The newest property will allow them to house two more families. The group has been able to house a homeless single mother caring for six children, as well as Syrian refugees with no other place to go.
“Why we are very important is because we literally provide housing opportunities to families who would probably be undesirable to anyone else,” said Keaira Anderson, Cornerstone’s executive director.
National Housing Support Corporation, which focuses on revitalizing neighborhoods, will use the funding to cover a portion of a proposed $60,000 neighborhood planning project in the College Hill neighborhood.

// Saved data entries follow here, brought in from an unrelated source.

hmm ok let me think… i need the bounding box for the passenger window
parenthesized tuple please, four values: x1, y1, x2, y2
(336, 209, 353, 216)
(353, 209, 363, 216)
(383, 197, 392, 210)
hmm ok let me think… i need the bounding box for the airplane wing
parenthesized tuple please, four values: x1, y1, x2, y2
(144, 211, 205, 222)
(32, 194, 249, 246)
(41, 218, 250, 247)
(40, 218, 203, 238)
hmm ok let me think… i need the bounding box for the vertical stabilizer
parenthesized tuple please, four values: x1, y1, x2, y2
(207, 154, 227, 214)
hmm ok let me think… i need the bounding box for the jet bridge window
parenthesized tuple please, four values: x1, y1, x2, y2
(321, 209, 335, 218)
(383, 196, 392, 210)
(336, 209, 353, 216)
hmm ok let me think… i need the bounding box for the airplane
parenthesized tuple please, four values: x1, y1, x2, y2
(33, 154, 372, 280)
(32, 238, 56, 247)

Part of the plan includes new construction, but the group didn’t believe the plan would be successful without a crime-prevention program, said Fred Kimbrough, the corporation’s director of projects and lending.

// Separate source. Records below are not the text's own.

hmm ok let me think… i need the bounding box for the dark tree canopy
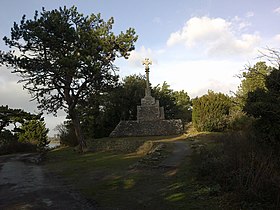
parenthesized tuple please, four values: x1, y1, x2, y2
(236, 62, 272, 108)
(0, 105, 48, 154)
(0, 105, 40, 132)
(61, 76, 191, 140)
(0, 6, 138, 151)
(244, 66, 280, 144)
(236, 49, 280, 144)
(77, 74, 146, 139)
(152, 82, 191, 122)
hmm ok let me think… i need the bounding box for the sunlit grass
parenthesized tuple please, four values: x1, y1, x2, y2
(165, 193, 186, 202)
(46, 134, 222, 209)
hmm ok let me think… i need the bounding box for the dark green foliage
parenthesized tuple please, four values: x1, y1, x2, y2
(76, 77, 192, 139)
(172, 90, 192, 123)
(191, 132, 280, 209)
(244, 67, 280, 144)
(153, 82, 176, 119)
(192, 91, 232, 132)
(229, 62, 272, 132)
(227, 109, 254, 131)
(76, 74, 145, 139)
(0, 105, 39, 132)
(152, 82, 192, 122)
(0, 6, 137, 151)
(18, 119, 49, 153)
(0, 130, 19, 154)
(236, 62, 271, 108)
(120, 74, 146, 120)
(0, 105, 47, 154)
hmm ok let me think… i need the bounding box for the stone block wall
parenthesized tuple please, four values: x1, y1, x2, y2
(137, 105, 164, 121)
(109, 84, 183, 137)
(137, 95, 164, 122)
(109, 119, 183, 137)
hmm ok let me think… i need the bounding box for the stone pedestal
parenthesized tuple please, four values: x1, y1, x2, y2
(109, 92, 183, 138)
(137, 94, 164, 122)
(109, 58, 183, 137)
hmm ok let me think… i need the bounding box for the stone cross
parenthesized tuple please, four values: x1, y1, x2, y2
(142, 58, 152, 96)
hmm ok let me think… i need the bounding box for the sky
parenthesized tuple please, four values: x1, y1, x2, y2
(0, 0, 280, 136)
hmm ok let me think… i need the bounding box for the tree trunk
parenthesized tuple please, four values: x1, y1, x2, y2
(69, 109, 87, 152)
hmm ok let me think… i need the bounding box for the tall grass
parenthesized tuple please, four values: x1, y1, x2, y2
(191, 131, 280, 209)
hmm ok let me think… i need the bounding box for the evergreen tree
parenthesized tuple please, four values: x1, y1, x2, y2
(244, 67, 280, 144)
(18, 119, 49, 153)
(0, 6, 137, 152)
(153, 81, 177, 119)
(173, 90, 192, 123)
(192, 90, 232, 132)
(236, 62, 271, 107)
(0, 105, 47, 154)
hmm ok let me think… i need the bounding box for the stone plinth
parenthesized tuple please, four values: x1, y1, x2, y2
(109, 58, 183, 137)
(109, 119, 183, 137)
(137, 94, 164, 122)
(109, 93, 183, 137)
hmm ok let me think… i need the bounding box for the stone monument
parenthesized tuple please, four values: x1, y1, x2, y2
(109, 58, 183, 137)
(137, 58, 165, 122)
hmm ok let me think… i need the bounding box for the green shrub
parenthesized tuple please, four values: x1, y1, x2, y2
(192, 91, 232, 132)
(227, 110, 254, 131)
(0, 130, 36, 155)
(18, 119, 49, 153)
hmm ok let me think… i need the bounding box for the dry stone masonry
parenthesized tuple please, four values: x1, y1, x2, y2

For the past few years, the group has worked with neighborhood leaders, the 6th District police station and service providers to change the trajectory of crime in the area.
“There has not been a murder in the College Hill neighborhood in more than 16 months,” Kimbrough said. “In order for us to really revitalize this neighborhood, we knew that we had to reduce crime. Because if you don’t do that, who is going to want to buy a new house?”
Community Renewal and Development Inc. will use the funds to cover a portion of the administrative costs for managing a $1,510,000 home repair and down payment assistance program. It will be part of the city’s Choice Neighborhoods initiative in near North St. Louis, which includes the upcoming National Geospatial Agency facility.
“A lot of the existing neighbors who have stayed in the neighborhood through decades of disinvestment have said, ‘What about us? How will Choice Neighborhoods benefit us?’” said Sal Martinez, executive director of Community Renewal and Development. “We are very excited that there will be home repair dollars to assist those families.”
The seed money will help Northside Community Housing, Inc. run a $15,000 financial counseling and shared savings program for residents in their housing development who want to go from renting to owning a home. Northside Community Housing has worked in the historic Ville neighborhood in St. Louis city for 40 years.
From executive director Jessica Eiland’s experience, the biggest need for residents to become homeowners was education around credit and building credit, she said. While they do offer classes for the residents, the funding will help them go a step further in helping people navigate through the “nitty gritty process” of building credit, Eiland said.
Spanish Lake CDC, a community development nonprofit, will use the funds to seed a revolving acquisition fund for the organization’s affordable housing development program. Executive director Angela Pinex said the nonprofit is still in its “infancy stage.”
“The core of what our residents view as community development is being able to take back control of our housing stock,” Pinex said.
The community wants to preserve their “awesome housing style,” and in order to do that, they need to be able to complete with investors.
The partnership between Midland States Bank and Invest STL began in 2016 when the bank supported the Community Builders Network of Metro St. Louis, Rise Community Development, and the St. Louis Community Foundation to run a capacity-building initiative for community development nonprofits and lenders. The seed money initiative built off that program, and Invest STL aims to work with other banks in the same way.
Invest STL is built upon banks, community organizations and good thought leadership, said Bob Herleth, director of Invest STL.
He said, “The big idea represents maybe another evolution of community development, where philanthropy can be organized to help stimulate community revitalization in the region and work with all the players who exist today.”